İSTİNAF İSTEMİ: Davalı vekili süresinde ibraz ettiği istinaf dilekçesinde; “Davaya konu çekin dava dışı müşteri ile yapılan faktoring sözleşmesi kapsamında ciro yoluyla temlik alındığını, müvekkilin iyiniyetli 3.kişi durumunda olduğunu ve çeki iktisap ederken kötüniyetli veya ağır kusurlu olmadığını, İmza incelemesi amacıyla yaptırılan bilirkişi incelemesinin Yargıtay kararlarında belirtilen hukuki kriterlere uygun yapılmadığını, raporda emsal imza örneklerinden bahsedilmiş olmasına karşın değerlendirme kısmında hangi imzanın karşılaştırıldığının belirtilmediğini, Çek üzerindeki imzanın davacıya ait olmadığı durumlarda, aynı imza ile daha önce ödeme yapılıp yapılmadığı hususunun araştırılması için davacının keşide ettiği çek dökümünün tespitiyle ilgili bankadan gerekli araştırmaların yapılmasının gerektiğini, Davacının ‘çekin çalındığı hususunun müvekkile telefon ile bildirildiği’ iddiasının ispatlanması gerektiğini, müvekkilin çeki çalıntı olduğunu bilerek iktisap etmediğini.” beyanla ilk derece mahkemesi kararının kaldırılması istenmiştir.
DELİLLER: * İstanbul …İcra Müdürlüğü’nün … esas sayılı takip dosyasında; … Kasımpaşa Şubesine ait 30/06/2016 keşide tarihli, 9.000,00 TL bedelli, 340900 Seri nolu çek nedeniyle, davalı tarafından keşideci davacı, lehtar ve cirantalar hakkında başlatılan icra takibi anlaşılmıştır. *Grafoloji uzmanı Dr. …’un 20.10.2018 tarihli bilirkişi raporunda; “…inceleme konusu çek aslındaki keşideci davacı şirkete atfen atılı imzanın davacı şirket yetkilisi … eli ürünü olmadığı” kanaati bildirilmiştir.
GEREKÇE: Dava, İİK’nun 72.maddesi uyarınca icra takibinden sonra açılan menfi tespit davasıdır.
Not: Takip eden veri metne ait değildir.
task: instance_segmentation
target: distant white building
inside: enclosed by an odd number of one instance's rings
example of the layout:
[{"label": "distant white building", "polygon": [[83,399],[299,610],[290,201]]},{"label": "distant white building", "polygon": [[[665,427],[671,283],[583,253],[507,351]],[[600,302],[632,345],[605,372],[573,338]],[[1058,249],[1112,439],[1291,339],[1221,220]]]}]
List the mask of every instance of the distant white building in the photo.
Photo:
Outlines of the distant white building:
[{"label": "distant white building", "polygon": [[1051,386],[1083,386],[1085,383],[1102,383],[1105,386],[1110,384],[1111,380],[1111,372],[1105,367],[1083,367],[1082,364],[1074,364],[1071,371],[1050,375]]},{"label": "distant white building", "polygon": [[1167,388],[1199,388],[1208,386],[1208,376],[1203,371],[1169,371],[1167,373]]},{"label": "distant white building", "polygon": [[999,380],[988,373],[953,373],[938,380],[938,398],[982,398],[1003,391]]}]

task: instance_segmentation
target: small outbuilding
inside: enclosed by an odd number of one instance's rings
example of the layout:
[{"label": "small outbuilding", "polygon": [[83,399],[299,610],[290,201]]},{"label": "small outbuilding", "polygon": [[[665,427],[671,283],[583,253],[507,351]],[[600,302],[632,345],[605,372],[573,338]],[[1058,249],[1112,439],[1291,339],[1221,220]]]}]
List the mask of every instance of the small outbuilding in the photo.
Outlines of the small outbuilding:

Davacı, takibe konu çekteki keşideci imzasının kendisine ait olmadığından bahisle menfi tespit isteminde bulunmuş; davalı taraf ise iddiaları kabul etmeyerek davanın reddi gerektiğini savunmuştur. İlk derece mahkemesi tarafından, “… tüm dosya kapsamı birlikte dikkate alındığında çek üzerindeki imzanın davacı şirket yetkililerine ait olmadığı gerekçesiyle davanın kabulüne, ancak davalının takipte kötü niyetli olduğu sabit olmadığından kötü niyet tazminatı talebinin reddine” karar verilmiştir. Hüküm davalı vekili tarafından istinaf edilmiştir. İnceleme, 6100 sayılı Hukuk Muhakemeleri Kanunu’nun(HMK) 355. maddesi hükmü uyarınca istinaf dilekçelerinde belirtilen sebeplerle sınırlı olarak ve kamu düzenine aykırı hususların olup olmadığı gözetilerek yapılmıştır. Davacı şirketin takibe konu 30/06/2016 keşide tarihli, 9.000,00 TL tutarlı çekin keşidecisi göründüğü, davacının çeki boş olarak çalındığı ve çekteki keşideci imzasının kendilerine ait olmadığından bahisle menfi tespit isteminde bulunduğu, mahkemece aldırılan ve denetime elverişli bulunan grafoloji raporu ile çekteki davacı şirket adına atılı imzanın davacı şirket yetkilisine ait olmadığı sabit olduğundan, ilk derece mahkemesinin davanın kabulüne dair vermiş olduğu kararın isabetli olması nedeniyle, davalı vekilinin istinaf isteminin reddine karar verilmiştir.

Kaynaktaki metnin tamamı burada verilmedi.